Özel bir tutum ve davranış göstermek ve beklemek insanda ne kadar çok baskı yaratıyor değil mi? “Annesin sen hep güçlü durmalısın.” Yok ya… İnsanım ben, gün gelir sabrım tükenir, yorulurum, sadece uyumak isterim. Gün gelir çocuğu bırakıp kaçmak, bir kriz anında “benim değil bu, tanımıyorum ki” demek isterim. “Anneyim ben, ne desem doğrudur.” Ya mümkün olabilir mi böyle bir şey arkadaşlar. Ansiklopedi miyim ben hep doğru olayım! Mümkün değil. Bir kere ben; inat ve ısrarla yoğurdu kafasına sürmek isteyen iki yaşındaki bir çocuğa bunun neden iyi bir fikir olmadığını anlatacak zekâya, test çözmek yerine kaykaya binmeyi tercih eden bir ergene hangisinin onun gelişimi için daha yararlı olacağını söyleyebilecek bilimsel altyapıya sahip değilim. Nasıl doğru olabilirim ki!

“Annelik kutsaldır, özveridir.” Dünyadaki tek anne ben olsam bu doğru olabilirdi ama benim gibi uykusuz kalan, gece yarısı emzirmelerle, bezlerle, hastalıklarla, veli toplantılarıyla, ergenlik hezeyanlarıyla karşı karşıya kalan, yine söylüyorum, milyarlarca kadın var. Denk geldi; bu dünyaya kadın olarak doğdum, isteyip çocuk yapacak kadar şanslı oldum. Kutsal ne olurdu biliyor musunuz? Suyum geldikten sonra, 14 saat sancı çekmeden; kitap okurken bir kere hapşırarak doğumu yapabilseydim, 2 sene emzirmeye rağmen göğüslerim bozulmasaydı, çocuğum asla hastalanmayan bir çocuk olsaydı ve ben annelik serüvenim boyunca hiç kilo alıp vermeyip hep 23 yaşımdaki halimle kalmayı başarırken doktoramı bitirmeyi becerebilseydim… Evet, gerçek kutsallık o olurdu.
Özgür bir anne olmanın üçüncü kuralı… Annelik çok kıymetli bir şey ama anneliği kutsallaştıran yanını sustur, insanlığını tüm kusurları ile kabul eyle onu dinle.

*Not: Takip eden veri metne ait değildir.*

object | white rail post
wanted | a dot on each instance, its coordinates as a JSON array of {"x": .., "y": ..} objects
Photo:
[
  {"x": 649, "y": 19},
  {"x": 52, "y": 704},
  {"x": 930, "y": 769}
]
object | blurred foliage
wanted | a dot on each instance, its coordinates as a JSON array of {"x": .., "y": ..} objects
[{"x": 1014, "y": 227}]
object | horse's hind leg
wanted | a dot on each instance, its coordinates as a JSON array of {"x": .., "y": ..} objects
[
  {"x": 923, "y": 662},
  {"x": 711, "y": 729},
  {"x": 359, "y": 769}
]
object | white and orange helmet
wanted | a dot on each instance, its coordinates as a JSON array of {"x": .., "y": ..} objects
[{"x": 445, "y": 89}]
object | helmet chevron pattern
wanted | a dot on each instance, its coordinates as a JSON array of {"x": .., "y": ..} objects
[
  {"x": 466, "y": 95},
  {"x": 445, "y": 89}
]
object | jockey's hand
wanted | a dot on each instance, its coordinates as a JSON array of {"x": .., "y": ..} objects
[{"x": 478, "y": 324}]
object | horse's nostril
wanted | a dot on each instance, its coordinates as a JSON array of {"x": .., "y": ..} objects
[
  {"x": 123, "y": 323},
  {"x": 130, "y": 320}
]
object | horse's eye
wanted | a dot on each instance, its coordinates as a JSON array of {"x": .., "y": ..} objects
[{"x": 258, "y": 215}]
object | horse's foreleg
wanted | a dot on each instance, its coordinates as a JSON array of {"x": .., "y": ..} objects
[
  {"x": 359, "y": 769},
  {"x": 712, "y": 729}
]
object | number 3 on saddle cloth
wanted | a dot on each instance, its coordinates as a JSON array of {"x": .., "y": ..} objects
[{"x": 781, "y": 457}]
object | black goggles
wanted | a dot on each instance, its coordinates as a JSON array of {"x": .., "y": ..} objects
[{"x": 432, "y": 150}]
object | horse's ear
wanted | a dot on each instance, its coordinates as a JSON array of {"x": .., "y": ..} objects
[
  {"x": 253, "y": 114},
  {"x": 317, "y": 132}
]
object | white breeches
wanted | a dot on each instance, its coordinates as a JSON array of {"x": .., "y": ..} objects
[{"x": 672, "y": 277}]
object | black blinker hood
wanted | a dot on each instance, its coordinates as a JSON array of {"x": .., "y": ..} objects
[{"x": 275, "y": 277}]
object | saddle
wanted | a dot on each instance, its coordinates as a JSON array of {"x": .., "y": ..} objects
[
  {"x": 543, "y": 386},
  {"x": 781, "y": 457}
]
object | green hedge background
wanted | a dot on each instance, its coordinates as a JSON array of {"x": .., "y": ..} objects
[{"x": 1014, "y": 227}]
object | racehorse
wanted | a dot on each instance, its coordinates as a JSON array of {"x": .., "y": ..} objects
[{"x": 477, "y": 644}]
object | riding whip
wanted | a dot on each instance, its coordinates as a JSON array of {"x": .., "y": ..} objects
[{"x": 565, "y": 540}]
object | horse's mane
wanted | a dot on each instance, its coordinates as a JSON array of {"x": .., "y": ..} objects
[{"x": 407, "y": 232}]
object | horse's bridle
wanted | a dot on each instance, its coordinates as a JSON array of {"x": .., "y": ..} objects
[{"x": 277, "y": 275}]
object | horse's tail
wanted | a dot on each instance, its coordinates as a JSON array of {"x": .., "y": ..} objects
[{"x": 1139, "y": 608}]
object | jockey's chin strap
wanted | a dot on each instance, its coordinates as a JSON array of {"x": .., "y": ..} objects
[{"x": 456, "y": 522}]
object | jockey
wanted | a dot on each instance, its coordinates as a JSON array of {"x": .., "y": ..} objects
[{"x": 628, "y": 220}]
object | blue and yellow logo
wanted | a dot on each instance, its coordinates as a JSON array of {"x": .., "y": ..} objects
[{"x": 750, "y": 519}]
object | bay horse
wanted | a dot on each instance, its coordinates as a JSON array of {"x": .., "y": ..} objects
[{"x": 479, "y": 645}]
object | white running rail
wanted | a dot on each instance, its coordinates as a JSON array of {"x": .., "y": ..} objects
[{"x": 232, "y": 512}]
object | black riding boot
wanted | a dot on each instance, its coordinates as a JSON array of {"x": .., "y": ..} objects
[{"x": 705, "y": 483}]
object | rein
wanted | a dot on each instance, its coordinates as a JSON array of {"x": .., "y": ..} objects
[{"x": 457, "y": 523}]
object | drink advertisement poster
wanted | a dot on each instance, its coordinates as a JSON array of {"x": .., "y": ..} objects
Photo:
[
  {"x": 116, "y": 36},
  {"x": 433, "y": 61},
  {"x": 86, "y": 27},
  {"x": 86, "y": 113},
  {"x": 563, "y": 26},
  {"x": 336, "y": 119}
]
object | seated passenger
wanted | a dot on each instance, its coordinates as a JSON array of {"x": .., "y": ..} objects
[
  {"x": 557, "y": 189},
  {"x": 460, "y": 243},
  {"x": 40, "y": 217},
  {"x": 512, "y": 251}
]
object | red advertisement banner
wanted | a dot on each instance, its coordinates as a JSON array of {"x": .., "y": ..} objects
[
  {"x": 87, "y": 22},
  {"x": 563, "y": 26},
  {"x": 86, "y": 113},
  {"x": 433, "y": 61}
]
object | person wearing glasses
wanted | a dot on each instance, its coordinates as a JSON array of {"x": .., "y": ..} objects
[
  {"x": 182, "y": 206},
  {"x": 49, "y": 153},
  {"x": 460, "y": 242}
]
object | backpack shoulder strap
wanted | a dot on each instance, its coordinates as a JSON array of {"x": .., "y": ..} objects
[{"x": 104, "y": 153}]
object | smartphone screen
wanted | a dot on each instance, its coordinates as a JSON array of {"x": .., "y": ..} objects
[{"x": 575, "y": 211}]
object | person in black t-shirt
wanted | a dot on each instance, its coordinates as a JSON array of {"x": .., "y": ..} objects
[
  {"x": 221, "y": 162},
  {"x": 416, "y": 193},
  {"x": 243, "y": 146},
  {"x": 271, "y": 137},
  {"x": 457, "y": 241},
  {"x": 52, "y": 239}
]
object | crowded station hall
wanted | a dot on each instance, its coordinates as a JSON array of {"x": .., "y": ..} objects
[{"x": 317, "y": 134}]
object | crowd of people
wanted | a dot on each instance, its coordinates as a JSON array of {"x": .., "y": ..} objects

Anneler günü için size hediye almak isteyen, anneler gününüzü kutlayan yetişkinlere aşağıdaki mesajı verin:
Bizler, bu sene anneler günü için ÖZGÜR olmaya karar verdik. Çocuklarımızı korkularımıza yenilmeden, zihnimiz yerine yüreğimizi dinleyerek; etrafımızdakilerin söylediklerine kulak asmayarak, kendi beklentilerimizle başkalarının beklentileri yok sayarak, sadece bize doğal ve doğru gelen bir biçimde; bizden başka aynı yolda milyarlarca kadın olduğu için her zaman tek bir doğru, sadece bireysel olarak bize özel bir yolculuk olmadığını kabul ederek kendimizi kutsallaşmışlığın zincirlerinden kurtararak; bize anneliği yaşattığı için kadınlığımıza teşekkür ediyor ve annelik serüvenimizde gücümüzü cinsiyet kodlamalarımızdan ve hormonal değişimlerimizden değil, bu dünyaya mutlu, huzurlu, bilgili ve kendi ayakları üzerinde durabilecek bireyler yetiştirmemize ışık olacak insani bilinç, vicdan ve sevgiden almaya karar verdik. Bu nedenle bu anneler günü için bize bir hediye vermek isterseniz, bize özgürlüğümüzü ifade etmemizde destek olun, olamıyorsanız da yolumuzdan çekilin yeter.

Çocuklar ise bu anneler günü de bundan sonra da; bize sarılsın, öpsün, kavga etmeden bir gün geçirsin, yemeklerinin tamamını dökmeden, ödevleri de söylenmeden bitirsin ve pazar günü de 6 da değil de 9 civarı uyansınlar yeter.